For an accurate estimation of paddy field area under any weather conditions, use of RADARSAT data in combination of paddy field candidates made from Landsat TM data are very useful. Merely using RADARSAT data, which contains speckle noise results in low accuracy of estimation of paddy field area. There are no created paddy fields from forest or grassland in Japan. It is possible to use paddy field candidates made from Landsat TM every year. However in this study it became possible for us to estimate paddy field area with 97.7% accuracy. Moreover, this method can be used to estimate crop area very early on the growing season. One problem is to correct the fore shortening phenomena. Further studies are being carried out to improve the problem caused by fore shortening.

Acknowledgments
This study was performed as the part of collaboration project of Agriculture Remote Sensing by National Space Development Agency and Ministry of Agriculture, Forestry and Fishery in Japan. The Crops Statistics Section, Statistics and Information Department, Economics Affairs Bureau and Sapporo Statistics and Information Office of the Ministry of Agriculture, Forestry and Fisheries cooperated in collecting paddy field area data and in conducting field studies for this work. Dr. Shoji Takeuchi, Masahiko Honzawa and Miss Chinatsu Yonezawa, researcher at Research Department, Remote Sensing Technology Center of Japan, cooperated in analyzing the RADARSAT data. Mr. Lukman Thalib suggested statistical analysis. We would like to express our deep gratitude to all the members.

References
  • Kurosu T., Fujita M. and Chiba K., 1997, The identification of rice fields using multi-temporal ERS-1 C band SAR data. International Journal of Remote Sensing, 18(14), pp.2953-2965.

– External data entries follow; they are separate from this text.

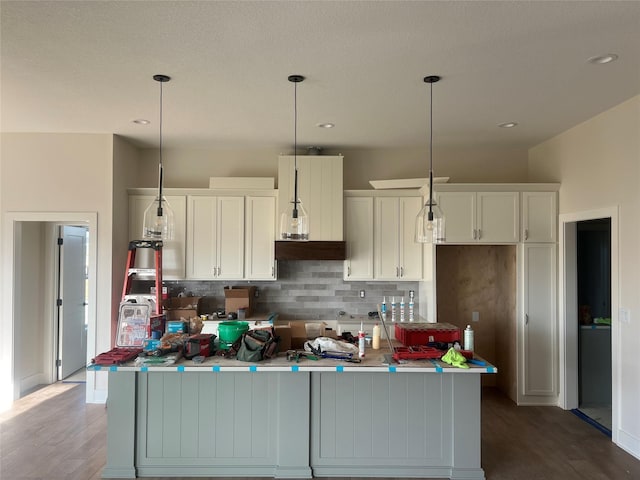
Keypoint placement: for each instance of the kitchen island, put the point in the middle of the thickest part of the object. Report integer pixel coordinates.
(282, 419)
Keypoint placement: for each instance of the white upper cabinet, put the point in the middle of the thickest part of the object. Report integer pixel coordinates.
(173, 251)
(480, 217)
(396, 255)
(359, 238)
(539, 217)
(260, 231)
(215, 238)
(320, 189)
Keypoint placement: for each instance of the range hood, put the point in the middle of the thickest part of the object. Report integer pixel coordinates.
(312, 250)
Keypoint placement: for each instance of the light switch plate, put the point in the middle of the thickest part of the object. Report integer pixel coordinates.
(625, 316)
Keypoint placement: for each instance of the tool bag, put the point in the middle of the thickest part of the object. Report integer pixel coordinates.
(256, 345)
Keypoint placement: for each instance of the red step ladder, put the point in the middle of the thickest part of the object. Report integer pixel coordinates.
(131, 271)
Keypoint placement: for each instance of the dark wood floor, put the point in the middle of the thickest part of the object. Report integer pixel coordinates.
(52, 434)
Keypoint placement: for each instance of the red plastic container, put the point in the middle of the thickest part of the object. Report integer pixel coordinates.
(412, 334)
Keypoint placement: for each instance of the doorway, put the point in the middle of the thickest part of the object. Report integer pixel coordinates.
(570, 318)
(593, 260)
(72, 302)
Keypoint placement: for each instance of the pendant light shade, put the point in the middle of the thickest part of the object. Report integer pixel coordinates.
(158, 217)
(294, 225)
(430, 220)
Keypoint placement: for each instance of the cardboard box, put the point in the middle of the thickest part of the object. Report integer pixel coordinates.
(284, 332)
(298, 335)
(239, 297)
(181, 307)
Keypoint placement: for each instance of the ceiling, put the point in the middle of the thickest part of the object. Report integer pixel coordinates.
(87, 66)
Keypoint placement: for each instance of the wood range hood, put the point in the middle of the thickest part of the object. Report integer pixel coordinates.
(311, 250)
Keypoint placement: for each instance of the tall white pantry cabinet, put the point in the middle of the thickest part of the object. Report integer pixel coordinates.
(525, 215)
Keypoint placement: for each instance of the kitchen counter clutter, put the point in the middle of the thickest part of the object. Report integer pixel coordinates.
(286, 419)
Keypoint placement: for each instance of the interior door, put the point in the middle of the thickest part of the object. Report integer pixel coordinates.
(73, 299)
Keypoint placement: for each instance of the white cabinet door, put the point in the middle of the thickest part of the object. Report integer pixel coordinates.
(459, 210)
(202, 260)
(539, 217)
(216, 237)
(480, 217)
(230, 238)
(320, 188)
(396, 255)
(387, 239)
(173, 251)
(410, 255)
(497, 217)
(538, 352)
(260, 237)
(359, 238)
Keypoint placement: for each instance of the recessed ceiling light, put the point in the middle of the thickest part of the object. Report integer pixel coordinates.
(603, 59)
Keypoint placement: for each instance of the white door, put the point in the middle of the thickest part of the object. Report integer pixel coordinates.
(72, 299)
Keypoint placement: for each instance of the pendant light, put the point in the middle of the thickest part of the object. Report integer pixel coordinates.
(158, 217)
(294, 225)
(430, 220)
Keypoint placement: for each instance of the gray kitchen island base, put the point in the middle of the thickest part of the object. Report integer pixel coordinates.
(293, 424)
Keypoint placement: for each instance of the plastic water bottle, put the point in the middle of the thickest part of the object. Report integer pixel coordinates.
(376, 337)
(393, 309)
(468, 338)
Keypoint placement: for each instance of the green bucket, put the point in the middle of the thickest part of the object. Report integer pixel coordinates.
(229, 332)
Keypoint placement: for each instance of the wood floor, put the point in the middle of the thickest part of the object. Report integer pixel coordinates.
(52, 434)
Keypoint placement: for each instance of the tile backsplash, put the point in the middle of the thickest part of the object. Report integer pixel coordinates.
(306, 290)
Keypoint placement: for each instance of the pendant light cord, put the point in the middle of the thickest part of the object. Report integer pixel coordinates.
(295, 149)
(431, 152)
(161, 172)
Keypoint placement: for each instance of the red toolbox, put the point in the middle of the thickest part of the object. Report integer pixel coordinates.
(411, 334)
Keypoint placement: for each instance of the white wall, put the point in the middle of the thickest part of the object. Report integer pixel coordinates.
(597, 164)
(62, 175)
(30, 311)
(191, 168)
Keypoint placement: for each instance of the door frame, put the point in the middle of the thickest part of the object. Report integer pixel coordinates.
(11, 388)
(568, 311)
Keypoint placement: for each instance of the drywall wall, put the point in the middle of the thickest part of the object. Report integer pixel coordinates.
(482, 278)
(53, 177)
(597, 164)
(191, 168)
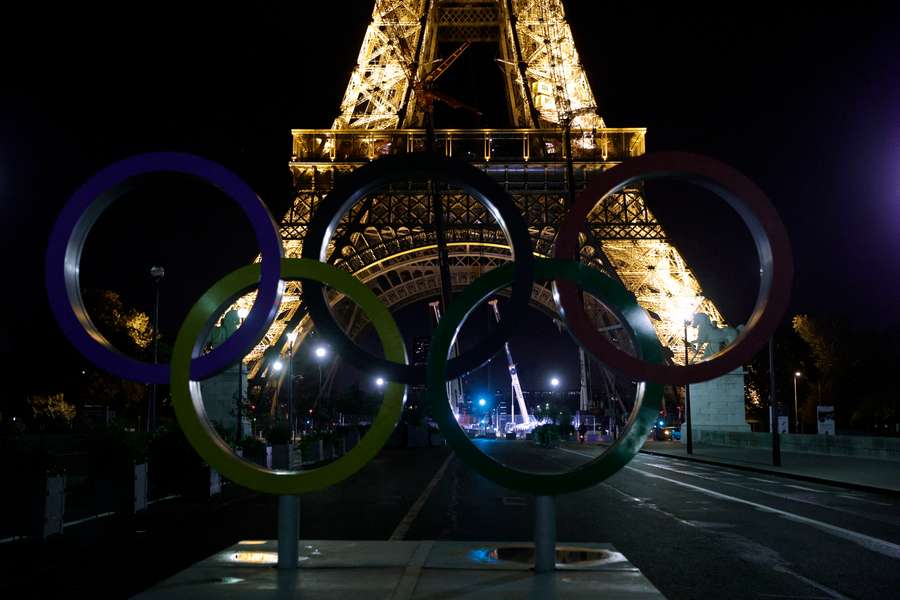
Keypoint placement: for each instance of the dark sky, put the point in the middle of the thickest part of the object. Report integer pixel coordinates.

  • Okamoto, K. and Fukuhara, M., 1996, Estimation of paddy field area using the area ratio of categories in each mixel of Landsat TM. International Journal of Remote Sensing, 17(9), pp.1735-1749.
  • Panigrahy, M., Chakraborty, M., Sharma, S. A., 1997, Early estimation of rice area using temporal ERS-1 synthetic aperture radar data - a case study for the Howrah and Hughly districts of West Bengal, India. International Journal of Remote Sensing, 18(8), pp.1827-1833.